Outage caused apps to die, but fly never recovered them?

We just noted a few apps randomly died because of redis connection errors to another redis app deployed on fly so they are dead. But nothing brings them back?

Another app that is now dead and wont restart was last seen logging:

Pulling image failed

This happen a few times with no prior errors and then died, won’t recover.

How do we avoid this happening in the future?

fly restart is completely unresponsive, how do we get these apps back up?

The only way I have found in the past to unbrick dead apps is doing a fly deploy - but with a complicated CI/CD setup, this can be a problem to get apps back up ASAP.

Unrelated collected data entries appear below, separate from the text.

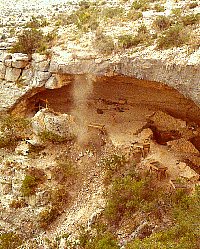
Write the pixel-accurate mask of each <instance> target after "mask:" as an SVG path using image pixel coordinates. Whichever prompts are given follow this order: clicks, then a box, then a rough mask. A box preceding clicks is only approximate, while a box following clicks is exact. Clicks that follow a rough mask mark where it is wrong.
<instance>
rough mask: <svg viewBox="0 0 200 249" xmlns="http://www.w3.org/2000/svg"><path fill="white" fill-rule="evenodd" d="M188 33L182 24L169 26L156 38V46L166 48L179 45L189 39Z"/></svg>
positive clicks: (160, 47) (186, 41)
mask: <svg viewBox="0 0 200 249" xmlns="http://www.w3.org/2000/svg"><path fill="white" fill-rule="evenodd" d="M189 38H190V36H189V34H188V32H187V30H185V29H184V27H183V26H182V25H174V26H171V27H170V28H169V29H168V30H166V31H165V32H164V33H163V34H162V35H161V36H160V37H159V38H158V40H157V47H158V48H160V49H166V48H170V47H180V46H182V45H184V44H186V43H187V42H188V41H189Z"/></svg>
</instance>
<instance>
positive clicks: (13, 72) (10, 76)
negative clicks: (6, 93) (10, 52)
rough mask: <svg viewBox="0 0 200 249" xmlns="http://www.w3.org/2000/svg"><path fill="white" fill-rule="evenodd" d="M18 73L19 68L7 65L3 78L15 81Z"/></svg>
mask: <svg viewBox="0 0 200 249" xmlns="http://www.w3.org/2000/svg"><path fill="white" fill-rule="evenodd" d="M20 74H21V69H18V68H11V67H7V68H6V75H5V79H6V80H7V81H17V80H18V79H19V76H20Z"/></svg>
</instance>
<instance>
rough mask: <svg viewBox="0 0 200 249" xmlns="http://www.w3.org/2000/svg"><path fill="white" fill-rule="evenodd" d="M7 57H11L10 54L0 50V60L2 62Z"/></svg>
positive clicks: (7, 58)
mask: <svg viewBox="0 0 200 249" xmlns="http://www.w3.org/2000/svg"><path fill="white" fill-rule="evenodd" d="M7 59H12V55H11V54H9V53H7V52H1V53H0V61H1V62H4V61H5V60H7Z"/></svg>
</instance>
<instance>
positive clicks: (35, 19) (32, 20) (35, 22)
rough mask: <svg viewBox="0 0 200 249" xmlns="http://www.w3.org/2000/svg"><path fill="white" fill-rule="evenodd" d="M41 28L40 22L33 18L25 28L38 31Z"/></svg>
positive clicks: (34, 16)
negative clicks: (38, 28)
mask: <svg viewBox="0 0 200 249" xmlns="http://www.w3.org/2000/svg"><path fill="white" fill-rule="evenodd" d="M39 27H40V21H39V20H38V19H37V18H36V17H35V16H32V17H31V20H30V21H29V22H27V23H26V24H25V28H31V29H38V28H39Z"/></svg>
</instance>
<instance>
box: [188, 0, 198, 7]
mask: <svg viewBox="0 0 200 249" xmlns="http://www.w3.org/2000/svg"><path fill="white" fill-rule="evenodd" d="M188 7H189V9H194V8H196V7H198V2H196V1H195V2H191V3H189V5H188Z"/></svg>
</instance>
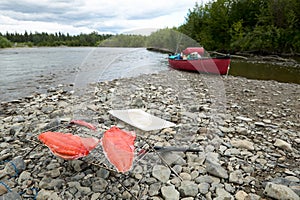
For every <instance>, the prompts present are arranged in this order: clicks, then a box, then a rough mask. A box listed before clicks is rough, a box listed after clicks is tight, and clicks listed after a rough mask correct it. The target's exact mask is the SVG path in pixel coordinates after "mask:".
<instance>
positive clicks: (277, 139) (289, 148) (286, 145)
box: [274, 139, 293, 151]
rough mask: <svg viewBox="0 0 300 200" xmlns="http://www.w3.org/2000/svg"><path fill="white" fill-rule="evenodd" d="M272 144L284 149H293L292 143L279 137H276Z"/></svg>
mask: <svg viewBox="0 0 300 200" xmlns="http://www.w3.org/2000/svg"><path fill="white" fill-rule="evenodd" d="M274 146H276V147H279V148H281V149H283V150H286V151H293V148H292V145H291V144H289V143H287V142H286V141H283V140H281V139H276V140H275V143H274Z"/></svg>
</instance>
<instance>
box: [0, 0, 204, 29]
mask: <svg viewBox="0 0 300 200" xmlns="http://www.w3.org/2000/svg"><path fill="white" fill-rule="evenodd" d="M203 1H204V2H207V1H208V0H200V1H199V0H198V3H201V2H203ZM196 2H197V0H163V1H162V0H144V1H141V0H112V1H104V0H38V1H36V0H10V1H0V32H2V33H5V32H7V31H8V32H24V31H25V30H26V31H28V32H30V31H31V32H36V31H37V32H64V33H70V34H79V33H90V32H92V31H97V32H99V33H122V32H126V31H128V30H133V29H141V28H154V29H158V28H165V27H170V28H171V27H173V26H179V25H181V24H183V23H184V21H185V16H186V15H187V13H188V9H192V8H193V7H194V6H195V3H196Z"/></svg>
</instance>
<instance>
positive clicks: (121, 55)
mask: <svg viewBox="0 0 300 200" xmlns="http://www.w3.org/2000/svg"><path fill="white" fill-rule="evenodd" d="M168 68H169V67H168V62H167V54H161V53H156V52H151V51H147V50H146V49H143V48H102V47H101V48H100V47H98V48H92V47H50V48H48V47H45V48H44V47H42V48H8V49H0V102H2V101H9V100H13V99H18V98H21V97H24V96H28V95H30V94H32V93H33V92H44V91H46V90H47V89H48V88H49V87H53V86H57V85H58V84H71V83H72V84H73V85H74V89H75V90H76V89H77V88H83V87H85V86H86V84H88V83H91V82H98V81H106V80H112V79H116V78H122V77H132V76H137V75H140V74H145V73H156V72H159V71H161V70H167V69H168ZM229 74H230V75H233V76H242V77H247V78H251V79H263V80H277V81H280V82H292V83H298V84H300V78H299V77H300V69H299V68H296V67H283V66H276V65H270V64H251V63H245V62H232V64H231V68H230V71H229Z"/></svg>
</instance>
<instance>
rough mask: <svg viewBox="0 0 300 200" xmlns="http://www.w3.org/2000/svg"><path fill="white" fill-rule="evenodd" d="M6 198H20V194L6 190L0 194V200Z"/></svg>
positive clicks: (15, 199) (12, 198)
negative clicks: (5, 190)
mask: <svg viewBox="0 0 300 200" xmlns="http://www.w3.org/2000/svg"><path fill="white" fill-rule="evenodd" d="M8 199H13V200H22V197H21V196H20V194H19V193H17V192H14V191H13V192H8V193H6V194H4V195H2V196H0V200H8Z"/></svg>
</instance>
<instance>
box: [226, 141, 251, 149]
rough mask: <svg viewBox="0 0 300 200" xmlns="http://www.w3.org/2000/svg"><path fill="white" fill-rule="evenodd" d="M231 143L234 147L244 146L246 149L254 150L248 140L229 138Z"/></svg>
mask: <svg viewBox="0 0 300 200" xmlns="http://www.w3.org/2000/svg"><path fill="white" fill-rule="evenodd" d="M231 145H232V146H234V147H236V148H245V149H247V150H254V146H253V143H252V142H250V141H248V140H237V139H234V140H231Z"/></svg>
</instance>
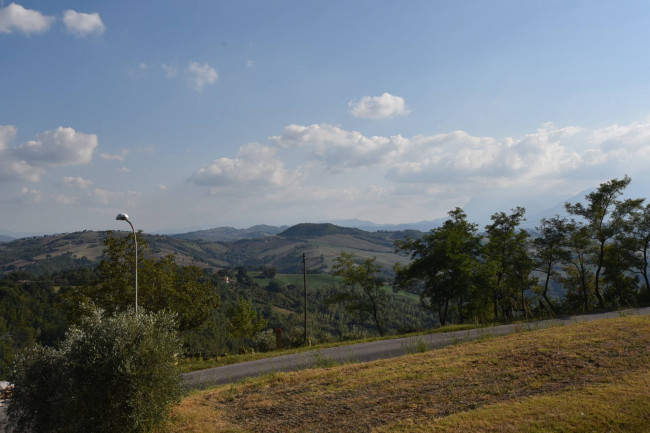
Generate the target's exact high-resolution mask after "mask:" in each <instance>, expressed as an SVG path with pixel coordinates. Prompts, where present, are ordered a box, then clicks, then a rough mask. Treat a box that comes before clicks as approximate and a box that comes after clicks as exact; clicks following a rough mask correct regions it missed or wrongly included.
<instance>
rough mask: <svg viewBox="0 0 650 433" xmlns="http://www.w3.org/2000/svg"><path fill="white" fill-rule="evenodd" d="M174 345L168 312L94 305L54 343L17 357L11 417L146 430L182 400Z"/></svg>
mask: <svg viewBox="0 0 650 433" xmlns="http://www.w3.org/2000/svg"><path fill="white" fill-rule="evenodd" d="M179 350H180V344H179V340H178V337H177V332H176V324H175V321H174V318H173V316H172V315H170V314H168V313H149V312H146V311H142V312H140V313H139V314H138V315H137V316H136V315H135V314H134V312H133V310H131V311H127V312H123V313H118V314H116V315H115V316H112V317H107V316H105V315H104V314H103V313H102V311H101V310H94V311H93V313H92V315H91V316H89V317H86V318H85V319H84V320H83V322H82V324H81V325H80V326H79V327H73V328H71V329H70V330H69V332H68V333H67V335H66V338H65V340H64V341H63V343H62V344H61V346H60V348H58V349H54V348H51V347H43V346H35V347H33V348H32V349H31V350H28V351H27V352H25V353H24V354H23V355H22V356H19V357H17V359H16V361H15V363H14V365H13V370H12V373H11V377H10V380H11V381H12V382H13V383H14V393H13V396H12V398H11V402H10V405H9V407H8V417H9V423H10V425H12V426H13V427H14V428H15V429H16V430H18V431H24V432H53V433H59V432H66V433H68V432H69V433H73V432H74V433H81V432H90V431H92V432H106V433H108V432H118V433H119V432H125V433H126V432H129V433H139V432H143V433H144V432H152V431H155V430H156V429H157V428H158V427H159V426H160V425H161V424H162V423H164V421H165V420H166V419H167V416H168V415H169V410H170V408H171V406H172V405H173V404H175V403H176V402H177V401H179V399H180V376H179V374H178V372H177V369H176V367H175V362H176V354H177V353H178V352H179Z"/></svg>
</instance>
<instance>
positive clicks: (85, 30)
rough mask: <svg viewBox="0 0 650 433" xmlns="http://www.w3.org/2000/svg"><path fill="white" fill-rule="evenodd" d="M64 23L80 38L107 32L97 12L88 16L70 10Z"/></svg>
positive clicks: (71, 32) (67, 12)
mask: <svg viewBox="0 0 650 433" xmlns="http://www.w3.org/2000/svg"><path fill="white" fill-rule="evenodd" d="M63 23H64V24H65V27H66V29H67V30H68V31H69V32H70V33H72V34H74V35H76V36H79V37H83V36H88V35H93V34H94V35H101V34H103V33H104V30H106V27H105V26H104V23H103V22H102V19H101V18H100V17H99V14H98V13H97V12H95V13H92V14H86V13H83V12H76V11H73V10H71V9H68V10H67V11H65V12H64V13H63ZM145 66H146V65H145Z"/></svg>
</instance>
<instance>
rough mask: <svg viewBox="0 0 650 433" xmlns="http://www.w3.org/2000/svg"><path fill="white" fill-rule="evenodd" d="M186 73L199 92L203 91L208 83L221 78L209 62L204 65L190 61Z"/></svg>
mask: <svg viewBox="0 0 650 433" xmlns="http://www.w3.org/2000/svg"><path fill="white" fill-rule="evenodd" d="M185 75H187V80H188V82H189V83H190V85H191V86H192V87H193V88H194V90H196V91H197V92H201V91H203V88H204V87H205V86H206V85H207V84H214V83H215V82H216V81H217V79H218V78H219V74H217V71H216V70H215V69H214V68H213V67H212V66H210V65H208V64H207V63H204V64H202V65H200V64H198V63H197V62H190V63H189V65H188V66H187V69H185Z"/></svg>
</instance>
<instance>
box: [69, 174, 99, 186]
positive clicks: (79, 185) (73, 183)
mask: <svg viewBox="0 0 650 433" xmlns="http://www.w3.org/2000/svg"><path fill="white" fill-rule="evenodd" d="M92 184H93V182H92V181H91V180H87V179H84V178H83V177H72V176H66V177H64V178H63V185H65V186H72V187H77V188H88V187H89V186H91V185H92Z"/></svg>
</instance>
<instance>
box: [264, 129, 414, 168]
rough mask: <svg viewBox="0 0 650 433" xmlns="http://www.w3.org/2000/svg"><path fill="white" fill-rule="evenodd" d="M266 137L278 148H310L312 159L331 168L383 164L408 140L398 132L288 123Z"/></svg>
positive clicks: (396, 154) (376, 164) (357, 166)
mask: <svg viewBox="0 0 650 433" xmlns="http://www.w3.org/2000/svg"><path fill="white" fill-rule="evenodd" d="M269 139H270V140H271V141H272V142H274V143H275V144H276V145H278V146H280V147H304V148H307V149H309V151H310V154H311V156H312V158H314V159H316V160H320V161H323V162H325V163H326V164H327V166H328V169H329V170H330V171H339V170H343V169H350V168H359V167H364V166H372V165H377V164H382V163H385V162H386V161H387V160H389V159H393V158H395V157H396V156H398V155H400V154H401V153H403V152H404V150H405V147H404V146H405V145H406V144H407V142H408V140H406V139H404V138H403V137H402V136H400V135H397V136H393V137H380V136H372V137H366V136H364V135H363V134H361V133H360V132H358V131H346V130H344V129H341V128H339V127H337V126H332V125H327V124H322V125H310V126H301V125H289V126H287V127H286V128H284V131H283V133H282V135H280V136H274V137H269Z"/></svg>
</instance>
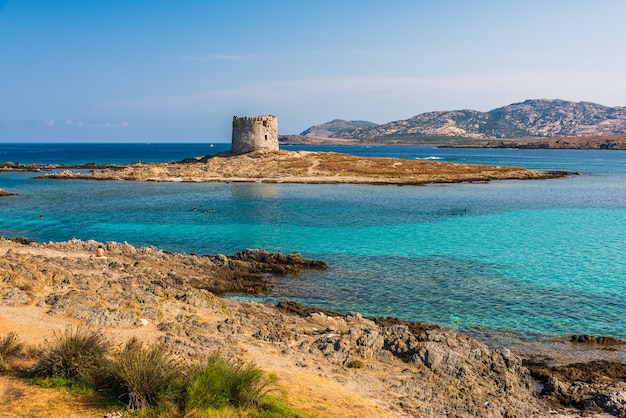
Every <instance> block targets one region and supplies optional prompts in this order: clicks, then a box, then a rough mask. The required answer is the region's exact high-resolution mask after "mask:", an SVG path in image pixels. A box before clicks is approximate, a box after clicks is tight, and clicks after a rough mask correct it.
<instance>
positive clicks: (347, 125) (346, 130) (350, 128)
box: [300, 119, 378, 138]
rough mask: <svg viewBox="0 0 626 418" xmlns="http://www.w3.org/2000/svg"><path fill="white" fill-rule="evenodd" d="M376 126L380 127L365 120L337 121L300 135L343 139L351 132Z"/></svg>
mask: <svg viewBox="0 0 626 418" xmlns="http://www.w3.org/2000/svg"><path fill="white" fill-rule="evenodd" d="M375 126H378V125H377V124H375V123H373V122H367V121H363V120H343V119H335V120H332V121H330V122H326V123H322V124H321V125H315V126H311V127H310V128H309V129H307V130H306V131H304V132H302V133H301V134H300V135H302V136H313V137H318V138H341V137H342V135H344V133H346V134H349V133H350V132H354V131H355V130H356V129H361V128H363V129H367V128H372V127H375Z"/></svg>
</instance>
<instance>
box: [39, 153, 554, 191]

Were these apps + redis instances by chance? We are pretty good at rescheduling apps, but when redis needs to boot first it may not work properly. This is currently our biggest ongoing projects.

A fly secrets set is a simpler way to do the fly deploy process. fly restart just restarts VMs in place, so if there are non scheduled it won’t do anything.

There’s not much you can do about this right this second. It will improve, and last night’s outage was somewhat unique, so there’s a low percentage chance of the same project occurring again.

Gotcha, this was 2 apps, one was connected to redis and started to get errors, then it died.

The other died with the last logs as : Pulling image failed repeated times, but then never recovered.